Is this important? Yes, it is – because this way of thinking is inherently biased against having more people cycling. As far as these characters are concerned, the Netherlands – with a cycling  casualty rate about half as high as the UK, but with far more cycling casualties because they have 15 – 25 times more cycling, has a WORSE casualty “rate” (per head of the population) than the Uk does!



Gemma Tinson had done a St John Ambulance course months before coming to the rescue of the woman who fell off her bike in Richmond Park. ..: “It should be essential for cyclists in London to learn first aid” (my emphasis)

Now, no doubt obtaining First Aid knowledge can be a very socially responsible thing to do. For everybody. But why cyclists? Why not pedestrians (many of us have seen people collapsing in the street and requiring medical help when walking). Or motorists, who are involved in collisions where people get hurt in rather greater numbers than cyclists falling off their bikes, as in the case in this story?

I’m not nit picking here. It just seems that this story is redolent of the “cycling is dangerous” mythology. Remember:

  • Cycling is less dangerous to others than driving is – by a long chalk.
  • Cycling is not inherently hazardous.
  • A lot is needed to be done to reduce danger to cyclists – and other road users – by reducing danger at source, from motor vehicular traffic. But the casualty rate for cyclists in London is low, and has declined. Say so, if it has.

Getting danger reduced for cyclists – and others – should be the objective. This means understanding what is going on and not relying on common mythology.

“The community”

Another bit of mythology

Ashley Sweetland MBE, of the St John Ambulance cycle response unit, said: “We know the London cycling community looks out for each other, which is why we want to equip as many cyclists as possible with the first aid skills to help when the unexpected happens.

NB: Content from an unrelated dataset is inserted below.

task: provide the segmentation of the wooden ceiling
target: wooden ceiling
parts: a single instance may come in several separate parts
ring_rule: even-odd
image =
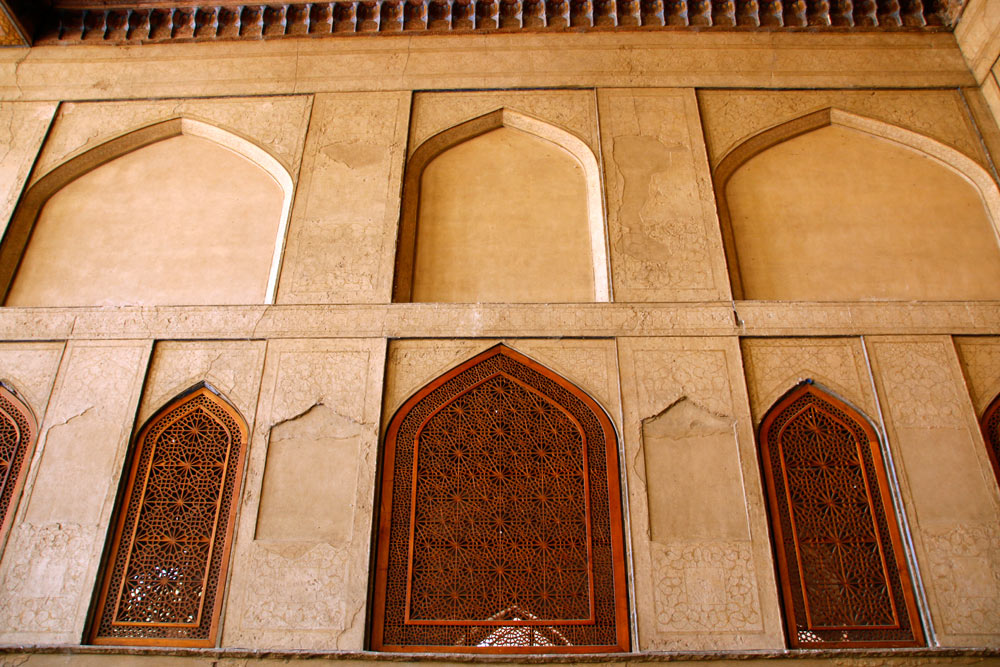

What is this “cycling community”? I’m proud to have been a member of cycling clubs and organisations for 35 years. It’s great. But it is largely a sporting or cycle touring community. If we want cycling to be normalised as a form of everyday transport, it will not be a “community” and more than there is a “walking community”.



When I wrote my first response to the Evening Standard piece I didn’t bother to get into the casualty data as I was in a hurry – merely noting that the journalist should have taken the trouble to do so. I have now had a quick look at the most recent data  Casualties in Greater London during 2013 (June 2014), from the TfL web site.

What we see in Table 2 is that for the Pedal cyclists KSI figure (as explained above, KSI is the most reliable for cyclists in London) the  2005 – 2009 average was 420.6 . In 2012 this was a lot higher at  671 , but by last year it had gone down to 489. Now, year-on-year figures don’t tell you much. (Although if you are trying to sensationalise, you could turn the “soaring” into a 27% decline, or “plummeting” from 2012 to 2013.) Comparing last year to the 2005 – 2009 average there has been a 16% increase from 420 to 489 – but then the amount of cycling from the 2005 – 2009 average has probably gone up by a good 16%, if not more.

So that’s, er, a steady or  declining casualty rate. Not “soaring”. Now, the Slight Injuries do show significant increases – but they are notoriously unreliable, and event here  an increase of the order indicated could mean – again – no significant increase in slight injuries per cyclist journey/distance or time travelled from the 2005 – 2009 average until 2013.

For a discussion of how we should try to measure danger, see this post.



1 thought on “Mythology in the reporting of an injured cyclist

  1. Jitensha Oni

    The corollary to your point about first aid is that, given the relative numbers in transit in most parts of London (and the UK) at most times of day, it would make more sense to call for pedestrians and motorists to be trained in first aid to help the injured riders. Or are riders really dalits who have to wait for another to come along to be treated? The “community” quote would seem to suggest so.